Der Schwertkrieger wirbelte drohend seine Waffe über dem Kopf.

Die vier Schreckensreiter preschten direkt über uns hinweg.

Und genau in diesem Moment erreichte das Pochen hinter meinen Schläfen eine geradezu unerträgliche Intensität. Das Lachen in meinem Kopf mischte sich mit etwas anderem. Ein gespenstischer Chor war nun zu hören. Ein Chor wehklagender Stimmen, als ob die verdammten Seelen aller Zeitalter und Kontinente zu einem gemeinsamen Schrei angesetzt hatten. Ein Gesang, der einem das Blut in den Adern gefrieren lassen konnte.

Für einen Moment sah ich, wie Hugh St. John und Dr. Jacobi die Hände gegen die Ohren pressten. Ihre Gesichter wirkten verzerrt.

„Das ist ja kaum zu ertragen!“, rief jemand. Es war eine Frauenstimme, aber ich war mir nicht sicher, wem unter Tante Lizzys Gästen sie zuzuordnen war.

Gordon Sykes, der Parapsychologe lief schreiend zurück in den Salon. Auch er hielt sich die Ohren zu. Aber jedem, der noch einen halbwegs klaren Gedanken fassen konnte, musste klar sein, dass das gegen diesen Chor des Grauens nicht half...

Schwindel erfasste mich.

Alles begann sich vor meinen Augen zu drehen. Ich fühlte zwei starke Hände, die mich an den Oberarmen fassten und blickte in Tom Hamiltons entschlossen wirkende Augen. Vielleicht konnte er sich auf irgendeine Art und Weise besser gegen die Einflüsse abschirmen, denen wir alle im Augenblick ausgesetzt waren. Seit seiner Zeit bei den Mönchen von Pa Tam Ran beherrschte er besondere Konzentrationstechniken, mit denen er seinen Geist abschirmen konnte.

„Patti!“

„Tom...“

Über uns preschten die mysteriösen Himmelsreiter in einem Bogen über das Firmament.

Ihre Erscheinungen waren mit der Zeit immer realistischer geworden. Hatten sie zunächst noch recht groben und mit bunter Kreide gezeichneten Darstellungen geähnelt, so wirkten sie jetzt erschreckend plastisch. Sie glichen nun vollkommen jenen Gestalten, die ich in meiner Tagtraum-Vision gesehen hatte.

„Was geht hier vor sich?“, rief Tom.

Ich starrte währenddessen wie gebannt auf den vierten Reiter.

Jene dürre Knochengestalt mit dem zerfetzten Gewand, die auf einem totenbleichen Pferd ritt und in der Hand eine Schale balancierte.

Die Schale des Todes...

Die blauen Flammen züngelten aus ihr heraus.

Dann schleuderte der dürre Knochenmann sie von sich. Ich hielt den Atem an. „Nein“, flüsterte ich kaum hörbar, während in meinem Kopf der Chor der Verdammten einen immer schriller werdenden Gesang aufführte.

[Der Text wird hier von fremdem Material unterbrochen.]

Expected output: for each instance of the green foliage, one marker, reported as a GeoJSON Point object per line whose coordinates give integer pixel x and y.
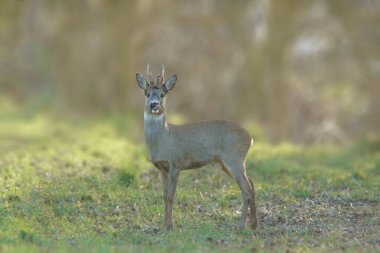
{"type": "Point", "coordinates": [85, 186]}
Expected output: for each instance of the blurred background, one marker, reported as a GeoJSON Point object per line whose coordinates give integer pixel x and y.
{"type": "Point", "coordinates": [301, 71]}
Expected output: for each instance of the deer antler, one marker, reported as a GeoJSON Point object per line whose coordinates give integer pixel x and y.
{"type": "Point", "coordinates": [160, 77]}
{"type": "Point", "coordinates": [150, 78]}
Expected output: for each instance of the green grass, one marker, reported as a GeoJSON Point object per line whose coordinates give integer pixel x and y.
{"type": "Point", "coordinates": [88, 187]}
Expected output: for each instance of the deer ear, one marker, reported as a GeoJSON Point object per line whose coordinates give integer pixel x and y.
{"type": "Point", "coordinates": [169, 84]}
{"type": "Point", "coordinates": [143, 84]}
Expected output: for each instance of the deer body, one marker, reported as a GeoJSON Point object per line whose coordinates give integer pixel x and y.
{"type": "Point", "coordinates": [172, 148]}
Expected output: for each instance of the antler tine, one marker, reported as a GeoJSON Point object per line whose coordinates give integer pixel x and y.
{"type": "Point", "coordinates": [162, 73]}
{"type": "Point", "coordinates": [150, 78]}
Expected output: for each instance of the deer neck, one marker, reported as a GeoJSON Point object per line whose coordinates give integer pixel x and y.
{"type": "Point", "coordinates": [156, 131]}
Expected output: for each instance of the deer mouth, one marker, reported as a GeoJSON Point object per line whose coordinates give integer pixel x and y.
{"type": "Point", "coordinates": [155, 107]}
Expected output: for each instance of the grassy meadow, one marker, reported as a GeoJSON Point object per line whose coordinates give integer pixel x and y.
{"type": "Point", "coordinates": [86, 186]}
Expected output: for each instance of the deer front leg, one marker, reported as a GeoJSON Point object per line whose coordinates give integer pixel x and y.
{"type": "Point", "coordinates": [173, 177]}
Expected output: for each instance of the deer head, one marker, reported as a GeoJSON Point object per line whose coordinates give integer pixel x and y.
{"type": "Point", "coordinates": [155, 94]}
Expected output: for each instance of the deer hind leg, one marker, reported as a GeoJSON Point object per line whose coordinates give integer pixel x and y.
{"type": "Point", "coordinates": [254, 217]}
{"type": "Point", "coordinates": [236, 169]}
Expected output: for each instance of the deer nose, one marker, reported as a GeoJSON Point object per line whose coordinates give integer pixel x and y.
{"type": "Point", "coordinates": [154, 105]}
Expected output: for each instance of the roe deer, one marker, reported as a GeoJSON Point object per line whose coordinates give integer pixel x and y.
{"type": "Point", "coordinates": [172, 148]}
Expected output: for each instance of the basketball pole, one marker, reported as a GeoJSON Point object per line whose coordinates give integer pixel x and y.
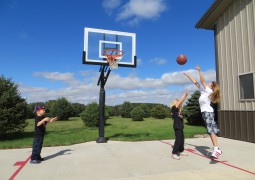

Die Schale des Todes wird über der Welt ausgeschüttet!

Ein Gedanke, der mich lähmte.

Die bläulich schimmernde Schale irrte wie ein aus der Bahn geratener Komet über den Nachthimmel. Eine schwarze, zähflüssig erscheinende Substanz floss aus ihr heraus und breitete sich wie ein schwarzer Teppich über immer weitere Teile des Himmels aus. Die Sterne verloschen einer nach dem anderen. Und selbst das Licht des Mondes vermochte nicht, durch diese Substanz hindurchzuscheinen.

Innerhalb eines einzigen Augenaufschlags breitete sich diese vollkommene Finsternis über den gesamten Himmel aus und senkte sich dann tiefer und tiefer.

Renn! Renn ins Haus!

Mein Körper gehorchte nicht mehr den Befehlen des Gehirns. Wie zur Statue erstarrt stand ich da, unfähig, mich zu bewegen, während sich in meinem Kopf alles in rasender Geschwindigkeit drehte. Ich sah ein verwirrendes Gemisch aus Bildern, Farben und dieser allumfassenden Finsternis, die sich immer mehr ausdehnte. Gleichzeitig fühlte ich eine unheimliche Kälte in mir aufsteigen. Sie erfasste meinen gesamten Körper, und ich fühlte mich wie gefroren.

Als ob ganz London sich in eine einzige große Leichengruft verwandelt hatte...

Ein Geruch von Verwesung und Moder stieg mir in die Nase.

Tom!

Ich konnte die Berührung seiner Hände nicht mehr spüren. Und ich sah ihn auch nicht mehr.

Die Kälte lähmte nicht nur meinen Körper, sondern auch jegliche Gedanken. Ich spürte, wie sich eine furchtbare Agonie in mir ausbreitete.

Ich schloss die Augen. Szenen aus meinem Leben zogen in rasender Folge vor meinem inneren Auge vorbei. Erinnerungen an meine Eltern, an den Tag als ich ihren viel zu frühen Tod bei einem Verkehrsunfall voraussah. Ich durchlebte noch einmal das Gefühl der Ohnmacht, das ich in jenem Moment empfunden hatte. Das Gefühl, ein Unheil klar und deutlich vor Augen zu sehen und nichts zu tun können, um es abzuwenden...

Dann sah ich, wie ich in Tante Lizzys Villa einzog.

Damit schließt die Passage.